Configure a distributed Always On availability group
Applies to: SQL Server
To create a distributed availability group, you must create two availability groups each with its own listener. You then combine these availability groups into a distributed availability group. The following steps provide a basic example in Transact-SQL. This example doesn't cover all of the details of creating availability groups and listeners; instead, it focuses on highlighting the key requirements.
For a technical overview of distributed availability groups, see Distributed availability groups.
Prerequisites
To configure a distributed availability group, you must have the following:
- A supported version of SQL Server.
Note
If you configured the listener for your availability group on your SQL Server on Azure VM by using a distributed network name (DNN), then configuring a distributed availability group on top of your availability group isn't supported. To learn more, see SQL Server on Azure VM feature interoperability with AG and DNN listener.

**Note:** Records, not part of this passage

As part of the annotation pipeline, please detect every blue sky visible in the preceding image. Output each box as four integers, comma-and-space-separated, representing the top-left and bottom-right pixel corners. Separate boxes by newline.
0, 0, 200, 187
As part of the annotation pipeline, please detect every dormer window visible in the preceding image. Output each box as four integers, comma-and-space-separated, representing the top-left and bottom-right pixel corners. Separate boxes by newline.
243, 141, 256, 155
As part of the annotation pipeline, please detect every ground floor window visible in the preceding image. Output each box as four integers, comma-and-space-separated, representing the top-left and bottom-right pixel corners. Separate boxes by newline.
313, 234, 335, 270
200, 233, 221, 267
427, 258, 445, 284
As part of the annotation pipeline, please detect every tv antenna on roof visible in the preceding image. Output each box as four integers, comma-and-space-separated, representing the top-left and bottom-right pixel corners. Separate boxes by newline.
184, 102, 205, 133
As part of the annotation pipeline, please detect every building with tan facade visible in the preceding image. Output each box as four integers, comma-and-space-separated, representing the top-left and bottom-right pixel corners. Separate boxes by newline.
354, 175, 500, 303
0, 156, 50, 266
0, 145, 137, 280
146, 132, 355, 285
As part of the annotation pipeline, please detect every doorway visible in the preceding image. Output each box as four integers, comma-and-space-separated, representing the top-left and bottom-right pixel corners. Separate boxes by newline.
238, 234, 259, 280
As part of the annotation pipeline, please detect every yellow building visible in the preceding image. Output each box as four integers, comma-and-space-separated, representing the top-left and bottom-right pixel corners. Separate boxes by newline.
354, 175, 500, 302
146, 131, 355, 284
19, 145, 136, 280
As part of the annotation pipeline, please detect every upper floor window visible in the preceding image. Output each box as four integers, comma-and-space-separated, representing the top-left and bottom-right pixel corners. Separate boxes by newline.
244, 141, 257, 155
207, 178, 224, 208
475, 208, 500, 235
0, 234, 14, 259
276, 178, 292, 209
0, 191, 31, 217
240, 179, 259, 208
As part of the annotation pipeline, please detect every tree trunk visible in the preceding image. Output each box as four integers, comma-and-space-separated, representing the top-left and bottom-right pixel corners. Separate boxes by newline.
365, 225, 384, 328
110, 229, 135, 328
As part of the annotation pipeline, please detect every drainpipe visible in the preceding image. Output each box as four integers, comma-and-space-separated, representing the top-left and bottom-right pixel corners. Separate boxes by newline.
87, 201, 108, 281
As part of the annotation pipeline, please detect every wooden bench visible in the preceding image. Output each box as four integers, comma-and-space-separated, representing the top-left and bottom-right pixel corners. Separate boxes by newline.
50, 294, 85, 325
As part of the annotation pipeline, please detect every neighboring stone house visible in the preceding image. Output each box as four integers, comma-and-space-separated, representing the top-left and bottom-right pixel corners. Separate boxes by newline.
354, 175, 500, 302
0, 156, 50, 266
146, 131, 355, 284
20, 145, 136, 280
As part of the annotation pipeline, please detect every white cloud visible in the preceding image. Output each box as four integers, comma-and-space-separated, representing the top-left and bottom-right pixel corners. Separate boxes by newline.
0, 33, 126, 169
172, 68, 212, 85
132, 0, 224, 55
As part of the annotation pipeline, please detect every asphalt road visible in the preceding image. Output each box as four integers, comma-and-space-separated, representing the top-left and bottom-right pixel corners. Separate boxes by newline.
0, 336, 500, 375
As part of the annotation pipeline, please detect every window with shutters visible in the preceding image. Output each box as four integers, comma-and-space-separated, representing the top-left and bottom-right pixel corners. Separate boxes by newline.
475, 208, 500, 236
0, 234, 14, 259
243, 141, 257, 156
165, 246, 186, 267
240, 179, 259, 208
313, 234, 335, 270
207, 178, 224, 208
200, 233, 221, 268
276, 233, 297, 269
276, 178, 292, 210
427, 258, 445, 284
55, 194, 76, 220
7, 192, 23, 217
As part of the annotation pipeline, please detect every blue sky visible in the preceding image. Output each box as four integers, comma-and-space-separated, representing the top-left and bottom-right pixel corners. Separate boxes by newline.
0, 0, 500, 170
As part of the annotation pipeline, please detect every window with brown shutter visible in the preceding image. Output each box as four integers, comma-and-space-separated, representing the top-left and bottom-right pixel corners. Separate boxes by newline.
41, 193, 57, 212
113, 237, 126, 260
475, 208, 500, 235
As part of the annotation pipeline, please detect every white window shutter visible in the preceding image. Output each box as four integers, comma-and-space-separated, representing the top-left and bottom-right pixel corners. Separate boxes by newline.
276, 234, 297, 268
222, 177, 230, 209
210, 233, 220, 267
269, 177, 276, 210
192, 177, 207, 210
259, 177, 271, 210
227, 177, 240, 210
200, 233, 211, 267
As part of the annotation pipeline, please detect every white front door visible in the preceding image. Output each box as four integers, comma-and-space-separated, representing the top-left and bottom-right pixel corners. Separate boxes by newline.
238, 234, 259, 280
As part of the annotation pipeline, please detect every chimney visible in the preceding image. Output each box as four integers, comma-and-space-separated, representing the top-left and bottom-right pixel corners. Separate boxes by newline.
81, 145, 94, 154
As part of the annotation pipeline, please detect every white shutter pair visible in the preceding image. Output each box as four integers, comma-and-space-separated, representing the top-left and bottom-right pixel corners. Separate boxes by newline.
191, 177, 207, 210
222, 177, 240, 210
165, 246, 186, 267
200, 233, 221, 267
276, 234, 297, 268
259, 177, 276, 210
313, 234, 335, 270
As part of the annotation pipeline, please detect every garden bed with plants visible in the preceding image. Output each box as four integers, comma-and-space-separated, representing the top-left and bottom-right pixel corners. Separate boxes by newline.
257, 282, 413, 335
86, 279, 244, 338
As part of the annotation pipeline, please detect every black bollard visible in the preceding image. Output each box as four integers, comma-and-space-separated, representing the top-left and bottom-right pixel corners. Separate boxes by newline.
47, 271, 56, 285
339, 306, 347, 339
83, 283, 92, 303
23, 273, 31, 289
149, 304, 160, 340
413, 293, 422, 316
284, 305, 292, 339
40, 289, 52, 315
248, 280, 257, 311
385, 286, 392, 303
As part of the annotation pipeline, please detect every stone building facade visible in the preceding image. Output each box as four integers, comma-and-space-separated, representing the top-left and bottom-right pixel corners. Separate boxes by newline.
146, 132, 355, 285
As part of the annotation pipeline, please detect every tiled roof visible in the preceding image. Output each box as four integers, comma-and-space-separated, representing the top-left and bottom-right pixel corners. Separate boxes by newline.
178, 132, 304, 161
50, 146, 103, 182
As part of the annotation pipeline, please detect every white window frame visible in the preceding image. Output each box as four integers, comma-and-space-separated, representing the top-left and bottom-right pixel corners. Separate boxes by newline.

Set the endpoint listeners to listen to all IP addresses
Make sure the endpoints can communicate between the different availability groups in the distributed availability group. If one availability group is set to a specific network on the endpoint, the distributed availability group doesn't work properly. On each server that hosts a replica in the distributed availability group, set the listener to listen on all IP addresses (LISTENER_IP = ALL
).
Create an endpoint to listen to all IP addresses
For example, the following script creates a listener endpoint on TCP port 5022 that listens on all IP addresses.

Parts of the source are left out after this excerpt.